A Dazzling total of 44 chips have been introduced by Intel, 27 of which are for desktops while the rest are for mobile devices.
Wow 27 desktop chips, a chip for every $10 price point- all made from an identical piece of silicon, this makes automotive branding and marketing look simple.

Wake up Intel stop scamming us and market these products with a bit of sanity, 6 chips- 2 high end i7, 2 midrange i5, 2 lowend i3, delete all the others. Why would anyone bother with the uber low end Pentiums and Celerons they aren't worth having in production, the uber low end is the atom end.
 
Last edited:
They are not "refreshes", newer products or anything that resembles the previous, they are the same old chips off the same old production process line, the programming of the chips have been altered to a slightly higher speed and they have bought better thermal paste, that's it.

I never said that wasn't the case but everyone has been dubbing it a "refresh" and that is exactly what it is considering it's the same hardware in the box. A refresh doesn't imply new hardware, it implies a new round of products which may or may not be different than its predecessor. For example, I would consider the 3970x a refresh of the 3960x and that would apply to these new products coming out.
 
This is a Haswell refresh, not Intel's "tock" (aka. Broadwell). Z97 afaict will still be on the same socket and will be released when Broadwell comes out but I think you're going to have to start citing sources if you're going to make claims like that.

I thought Broadwell was Tick and Skylake Tock? Intel Tick/Tock is just confusing.

Intel-BGA-Package.jpg
 
They are not "refreshes", newer products or anything that resembles the previous, they are the same old chips off the same old production process line, the programming of the chips have been altered to a slightly higher speed and they have bought better thermal paste, that's it.

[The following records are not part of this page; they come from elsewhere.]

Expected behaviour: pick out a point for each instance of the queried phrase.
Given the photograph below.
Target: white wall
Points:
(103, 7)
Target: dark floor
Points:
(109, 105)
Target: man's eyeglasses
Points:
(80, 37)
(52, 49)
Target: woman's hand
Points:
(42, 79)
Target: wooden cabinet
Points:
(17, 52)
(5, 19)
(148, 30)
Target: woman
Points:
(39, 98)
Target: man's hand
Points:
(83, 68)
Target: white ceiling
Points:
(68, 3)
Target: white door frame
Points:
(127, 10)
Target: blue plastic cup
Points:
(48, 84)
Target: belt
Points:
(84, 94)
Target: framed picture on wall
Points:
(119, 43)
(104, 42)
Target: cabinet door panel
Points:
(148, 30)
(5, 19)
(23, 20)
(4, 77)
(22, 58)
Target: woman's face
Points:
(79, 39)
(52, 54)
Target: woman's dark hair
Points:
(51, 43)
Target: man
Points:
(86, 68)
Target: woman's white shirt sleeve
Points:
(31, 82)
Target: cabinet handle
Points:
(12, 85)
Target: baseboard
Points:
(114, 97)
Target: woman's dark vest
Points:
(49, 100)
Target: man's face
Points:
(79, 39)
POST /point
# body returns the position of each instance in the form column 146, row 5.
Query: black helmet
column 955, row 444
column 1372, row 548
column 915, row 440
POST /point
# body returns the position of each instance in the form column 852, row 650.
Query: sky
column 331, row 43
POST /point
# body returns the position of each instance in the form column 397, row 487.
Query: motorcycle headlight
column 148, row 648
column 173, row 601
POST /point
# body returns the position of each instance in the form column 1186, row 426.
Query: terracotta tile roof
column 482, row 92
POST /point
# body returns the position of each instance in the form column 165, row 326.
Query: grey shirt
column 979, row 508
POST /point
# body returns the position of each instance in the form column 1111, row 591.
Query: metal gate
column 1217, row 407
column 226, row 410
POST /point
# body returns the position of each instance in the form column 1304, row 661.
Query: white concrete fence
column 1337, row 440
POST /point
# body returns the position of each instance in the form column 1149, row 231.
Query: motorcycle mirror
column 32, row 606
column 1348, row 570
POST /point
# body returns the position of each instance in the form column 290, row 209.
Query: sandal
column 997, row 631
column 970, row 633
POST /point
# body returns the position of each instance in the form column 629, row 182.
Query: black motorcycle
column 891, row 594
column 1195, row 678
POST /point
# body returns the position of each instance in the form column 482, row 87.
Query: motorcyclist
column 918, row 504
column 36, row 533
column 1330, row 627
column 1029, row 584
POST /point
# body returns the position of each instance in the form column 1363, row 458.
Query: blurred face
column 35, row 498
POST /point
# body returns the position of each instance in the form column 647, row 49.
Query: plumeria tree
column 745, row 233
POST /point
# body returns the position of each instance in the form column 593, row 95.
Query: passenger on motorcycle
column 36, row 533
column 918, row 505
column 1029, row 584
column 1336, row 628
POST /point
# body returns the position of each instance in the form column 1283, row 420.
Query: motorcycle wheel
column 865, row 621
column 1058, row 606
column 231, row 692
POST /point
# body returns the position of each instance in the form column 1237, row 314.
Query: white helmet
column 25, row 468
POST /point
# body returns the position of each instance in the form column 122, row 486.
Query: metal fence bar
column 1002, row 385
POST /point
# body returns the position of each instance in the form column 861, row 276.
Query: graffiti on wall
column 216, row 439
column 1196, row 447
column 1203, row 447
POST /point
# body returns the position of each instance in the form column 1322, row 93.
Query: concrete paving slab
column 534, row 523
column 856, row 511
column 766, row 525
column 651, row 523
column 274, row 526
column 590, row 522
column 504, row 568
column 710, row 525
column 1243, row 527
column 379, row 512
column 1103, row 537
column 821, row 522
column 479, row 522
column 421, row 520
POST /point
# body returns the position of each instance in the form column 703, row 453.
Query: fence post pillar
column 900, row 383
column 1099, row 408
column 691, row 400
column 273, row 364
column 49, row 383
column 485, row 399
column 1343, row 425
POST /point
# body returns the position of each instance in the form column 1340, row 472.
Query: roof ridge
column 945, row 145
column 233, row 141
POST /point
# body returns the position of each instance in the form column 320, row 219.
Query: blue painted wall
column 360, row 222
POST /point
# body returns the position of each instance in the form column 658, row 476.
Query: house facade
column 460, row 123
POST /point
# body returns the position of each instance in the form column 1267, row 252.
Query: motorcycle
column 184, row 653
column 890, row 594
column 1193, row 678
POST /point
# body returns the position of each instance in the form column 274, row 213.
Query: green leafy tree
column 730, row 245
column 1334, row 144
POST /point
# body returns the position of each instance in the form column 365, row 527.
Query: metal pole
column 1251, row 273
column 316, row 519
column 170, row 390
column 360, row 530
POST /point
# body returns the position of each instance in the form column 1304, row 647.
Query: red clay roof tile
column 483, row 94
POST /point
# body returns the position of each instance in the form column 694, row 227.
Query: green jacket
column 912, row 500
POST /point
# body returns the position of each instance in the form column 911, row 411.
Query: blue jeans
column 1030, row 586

A Dazzling total of 44 chips have been introduced by Intel, 27 of which are for desktops while the rest are for mobile devices.
Wow 27 desktop chips, a chip for every $10 price point- all made from an identical piece of silicon, this makes automotive branding and marketing look simple.

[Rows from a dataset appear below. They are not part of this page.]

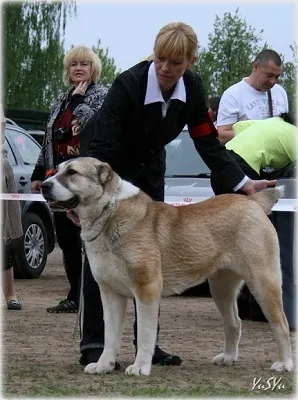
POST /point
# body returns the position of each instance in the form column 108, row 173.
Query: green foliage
column 109, row 72
column 231, row 49
column 33, row 49
column 289, row 78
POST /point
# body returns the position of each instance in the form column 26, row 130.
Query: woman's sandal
column 65, row 306
column 14, row 305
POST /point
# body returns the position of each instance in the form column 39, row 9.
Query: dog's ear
column 105, row 172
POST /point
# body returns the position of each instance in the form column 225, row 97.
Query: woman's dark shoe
column 92, row 355
column 14, row 305
column 65, row 306
column 163, row 358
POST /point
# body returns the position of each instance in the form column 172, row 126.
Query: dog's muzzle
column 56, row 205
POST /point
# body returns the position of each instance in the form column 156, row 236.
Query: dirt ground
column 40, row 355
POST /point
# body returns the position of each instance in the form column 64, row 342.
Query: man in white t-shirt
column 248, row 99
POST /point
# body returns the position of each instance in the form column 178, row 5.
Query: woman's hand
column 81, row 88
column 35, row 186
column 252, row 186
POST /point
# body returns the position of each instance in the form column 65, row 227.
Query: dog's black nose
column 45, row 188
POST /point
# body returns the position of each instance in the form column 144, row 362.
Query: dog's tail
column 268, row 197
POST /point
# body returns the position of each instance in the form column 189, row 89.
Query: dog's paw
column 137, row 370
column 282, row 366
column 90, row 368
column 224, row 359
column 99, row 368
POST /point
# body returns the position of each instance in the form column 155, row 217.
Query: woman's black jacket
column 131, row 136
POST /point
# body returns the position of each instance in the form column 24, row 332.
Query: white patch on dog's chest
column 107, row 268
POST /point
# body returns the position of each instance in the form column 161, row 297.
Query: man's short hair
column 268, row 55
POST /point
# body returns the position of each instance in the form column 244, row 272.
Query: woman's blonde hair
column 176, row 39
column 82, row 53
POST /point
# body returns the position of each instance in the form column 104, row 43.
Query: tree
column 34, row 50
column 231, row 49
column 109, row 72
column 289, row 78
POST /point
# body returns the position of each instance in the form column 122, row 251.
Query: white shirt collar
column 153, row 92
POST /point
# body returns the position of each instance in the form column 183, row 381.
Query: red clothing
column 70, row 146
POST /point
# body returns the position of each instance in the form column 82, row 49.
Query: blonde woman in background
column 69, row 114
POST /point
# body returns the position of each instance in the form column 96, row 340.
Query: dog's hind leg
column 224, row 287
column 267, row 291
column 147, row 316
column 114, row 308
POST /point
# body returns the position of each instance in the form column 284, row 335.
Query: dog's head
column 78, row 182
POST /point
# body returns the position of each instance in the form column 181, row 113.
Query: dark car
column 39, row 234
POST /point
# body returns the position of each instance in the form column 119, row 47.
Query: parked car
column 188, row 181
column 39, row 234
column 36, row 134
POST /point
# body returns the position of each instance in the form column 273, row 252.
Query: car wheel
column 31, row 256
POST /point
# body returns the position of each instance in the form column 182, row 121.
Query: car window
column 183, row 158
column 27, row 147
column 10, row 156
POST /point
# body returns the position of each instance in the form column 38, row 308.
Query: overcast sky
column 128, row 29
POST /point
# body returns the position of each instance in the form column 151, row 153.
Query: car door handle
column 23, row 181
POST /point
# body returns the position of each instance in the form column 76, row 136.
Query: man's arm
column 225, row 133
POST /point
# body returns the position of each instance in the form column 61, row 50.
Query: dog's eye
column 71, row 172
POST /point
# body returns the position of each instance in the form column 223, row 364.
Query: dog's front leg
column 114, row 309
column 147, row 316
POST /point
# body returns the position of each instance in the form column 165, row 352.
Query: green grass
column 58, row 381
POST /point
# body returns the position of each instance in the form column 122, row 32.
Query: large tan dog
column 145, row 249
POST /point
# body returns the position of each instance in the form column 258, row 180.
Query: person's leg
column 69, row 240
column 92, row 329
column 8, row 282
column 247, row 305
column 8, row 285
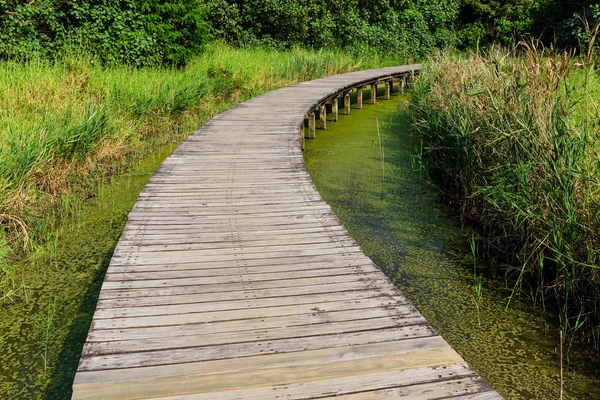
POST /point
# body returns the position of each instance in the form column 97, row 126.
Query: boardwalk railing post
column 311, row 125
column 230, row 242
column 334, row 109
column 373, row 93
column 347, row 103
column 388, row 89
column 323, row 116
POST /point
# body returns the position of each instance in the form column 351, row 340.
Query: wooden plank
column 345, row 384
column 279, row 376
column 404, row 315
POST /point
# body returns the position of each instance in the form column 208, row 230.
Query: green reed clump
column 66, row 126
column 513, row 138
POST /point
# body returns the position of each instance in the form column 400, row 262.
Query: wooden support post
column 334, row 109
column 373, row 93
column 347, row 103
column 311, row 126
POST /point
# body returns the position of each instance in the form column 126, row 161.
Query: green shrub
column 136, row 32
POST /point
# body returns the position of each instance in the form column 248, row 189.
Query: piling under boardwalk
column 233, row 279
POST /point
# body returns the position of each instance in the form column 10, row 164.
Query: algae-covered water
column 41, row 337
column 426, row 254
column 406, row 233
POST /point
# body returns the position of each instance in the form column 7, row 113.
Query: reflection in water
column 424, row 253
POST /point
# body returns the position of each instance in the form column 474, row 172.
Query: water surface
column 411, row 238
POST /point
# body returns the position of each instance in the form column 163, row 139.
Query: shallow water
column 67, row 280
column 412, row 239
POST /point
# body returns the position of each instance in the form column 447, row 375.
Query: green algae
column 41, row 348
column 426, row 254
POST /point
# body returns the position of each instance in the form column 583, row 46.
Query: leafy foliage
column 404, row 27
column 138, row 32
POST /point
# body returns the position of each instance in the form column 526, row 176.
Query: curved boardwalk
column 234, row 280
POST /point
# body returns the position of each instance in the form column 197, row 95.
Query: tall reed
column 513, row 139
column 67, row 126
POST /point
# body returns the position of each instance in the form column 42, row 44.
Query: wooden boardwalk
column 233, row 279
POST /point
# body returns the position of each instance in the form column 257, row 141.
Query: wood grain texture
column 234, row 280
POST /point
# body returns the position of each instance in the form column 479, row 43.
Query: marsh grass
column 513, row 139
column 66, row 127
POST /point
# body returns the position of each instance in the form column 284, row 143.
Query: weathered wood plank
column 234, row 280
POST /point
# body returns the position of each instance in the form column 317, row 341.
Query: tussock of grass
column 515, row 139
column 67, row 126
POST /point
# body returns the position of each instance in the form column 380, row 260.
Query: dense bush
column 410, row 27
column 138, row 32
column 514, row 141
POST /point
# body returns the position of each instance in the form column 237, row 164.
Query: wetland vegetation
column 88, row 89
column 407, row 231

Wake up Intel stop scamming us and market these products with a bit of sanity, 6 chips- 2 high end i7, 2 midrange i5, 2 lowend i3, delete all the others. Why would anyone bother with the uber low end Pentiums and Celerons they aren't worth having in production, the uber low end is the atom end.

You clearly have no idea how silicon binning works.
 
I'm starting to think Haswell-E will have a 6 Core entry level processor option. Something like:

Core i7 5960X - 8 cores / 16 threads ~$1000 USD

Core i7 5930K - 8 cores / 16 threads ~$550 USD

Core i7 5820 - 6 cores / 12 threads ~$300 USD
The only one 8 core Haswell-E is 5960X. 5930K will be 6 core again.